Of all the perversions, the strangest was celibacy, the desire to cancel all desire, to hate it. Not that you could abolish it once and for all. Desire, like the dead or an unpleasant meal, would keep returning—it was ultimately indigestible. Rafi’s mother had insisted on, indeed clung to, her own innocence. The badness was always only in me. It was, from her point of view, a rational division of labour. What she didn’t see was that the innocent have everything—integrity, respect, moral goodness—except pleasure. Pleasure: vortex and abyss—that which we desire and fear simultaneously. Pleasure implies dirtying your hands and mind, and being threatened; there is fear, disgust, self-loathing and moral failure. Pleasure was hard work; not everyone, perhaps not most people, could bear to find it.

The sex show was over. The boy threw his clothes down and went to bed. Through the open doors, I could watch him sleep. He was wearing headphones and the music was loud enough for me to experience a familiarity with 50 Cent I could have forfeited. When Rafi’s long lashes fluttered less and less, like a butterfly settling, I turned the music off.

I sat at my desk with part of my inheritance: Father’s favourite and now mine, a glass of almost frozen vodka and a carton of Häagen-Dazs vanilla ice cream. A slug and a slurp, and the cat sitting on my papers. I was all set. I would write with a fountain pen before typing everything into my new Apple G4. I could listen to music on it; when I was bored I would look at the photographs and pictures I was currently interested in. Unable to sleep and with bursts of obsessive energy—and this was a new thing with me—I had been thinking of the phrase Henry had quoted from Ibsen, “We sail with a corpse in the cargo.”

For some reason it made me recall the line which had occurred to me earlier and which I kept hearing in my head: “She was my first love, but I was not hers.”

Oh, Ajita, if you are still alive, where are you now? Do you ever think of me?

CHAPTER THREE

So, I must begin this story-within-a-story.

One day a door opened and a girl walked into the room.

It was the mid-1970s.

The first time I saw Ajita was in our college classroom, an airless, dry box in the depths of a new building on the Strand, down the street from Trafalgar Square. I was at university in London, reading philosophy and psychology. Ajita was pretty late for the discussion on St. Anselm’s arrow; the class that day was nearly over; anyhow, it had been going for two months. She must have had good reason for them to let her join the course at such a late stage.

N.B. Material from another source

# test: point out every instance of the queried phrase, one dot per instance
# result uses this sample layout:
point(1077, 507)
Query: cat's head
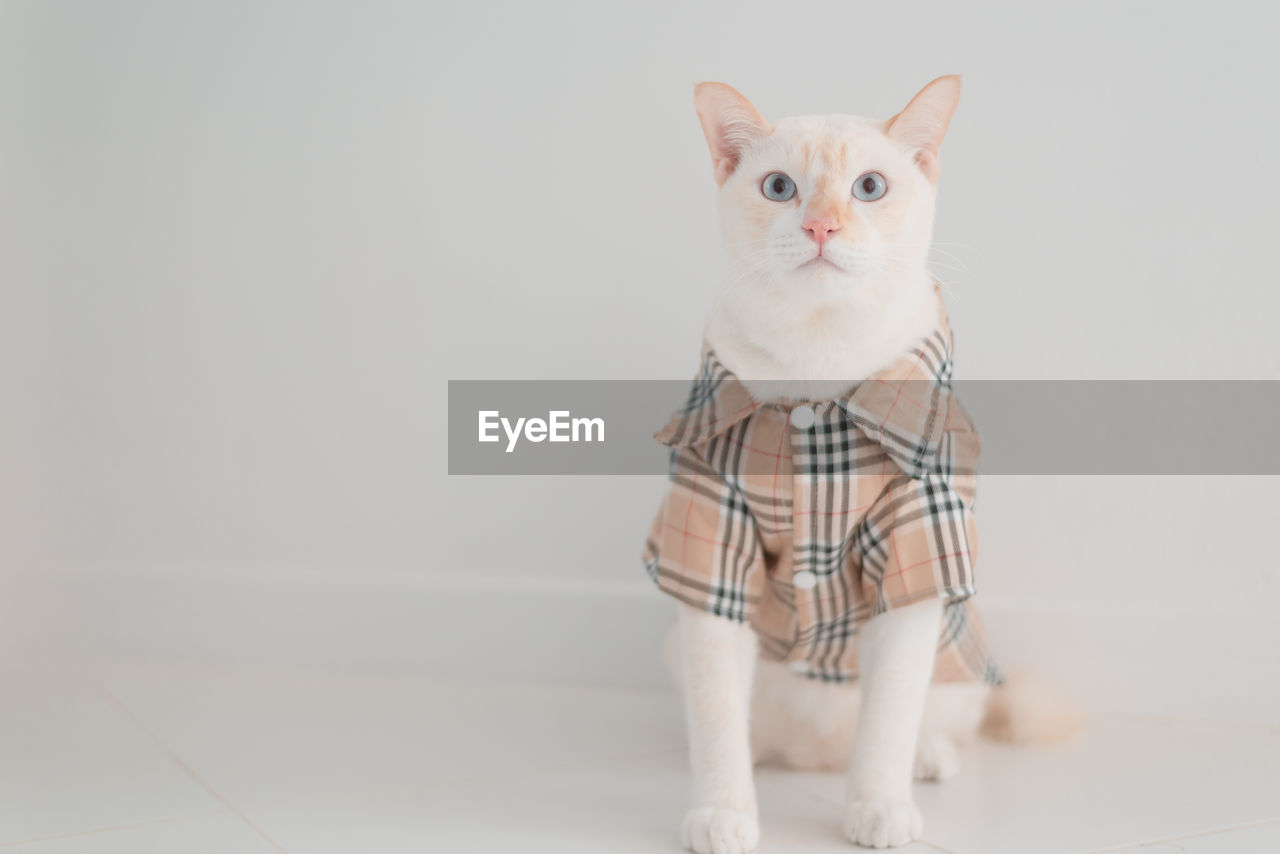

It was as hot in those college classrooms as it was in any hospital, and Ajita’s face was flushed and uneasy as she came in half an hour after the class had started and put down her car keys, cigarettes, lighter and several glossy magazines, none of which had the word
philosophy
in the title.

There were about twelve students in the class, mostly hippies, down-at-heel, hardworking academic types—the sort my son would refer to as “geeks”—a Goth, and a couple of punks wearing safety pins and bondage trousers. The hip kids were turning punk; I’d been to school with some of them, and I’d still see them when I was out with my friend Valentin in the Water Rat or the Roebuck, and sometimes the Chelsea Potter in the King’s Road. But I found them dirty and dispirited, thuggish and always spitting. The music was important, but no one would want to listen to it.

I’d always been a neat kid; talentlessness, to which the punks subscribed as a principle, didn’t inspire me. I knew I was talented—at something or other—and my own look had become black suits and white shirts, which was both counter-hippy and too smooth to be punk, though it might have passed as New Wave. You wouldn’t catch William Burroughs in beads or safety pins.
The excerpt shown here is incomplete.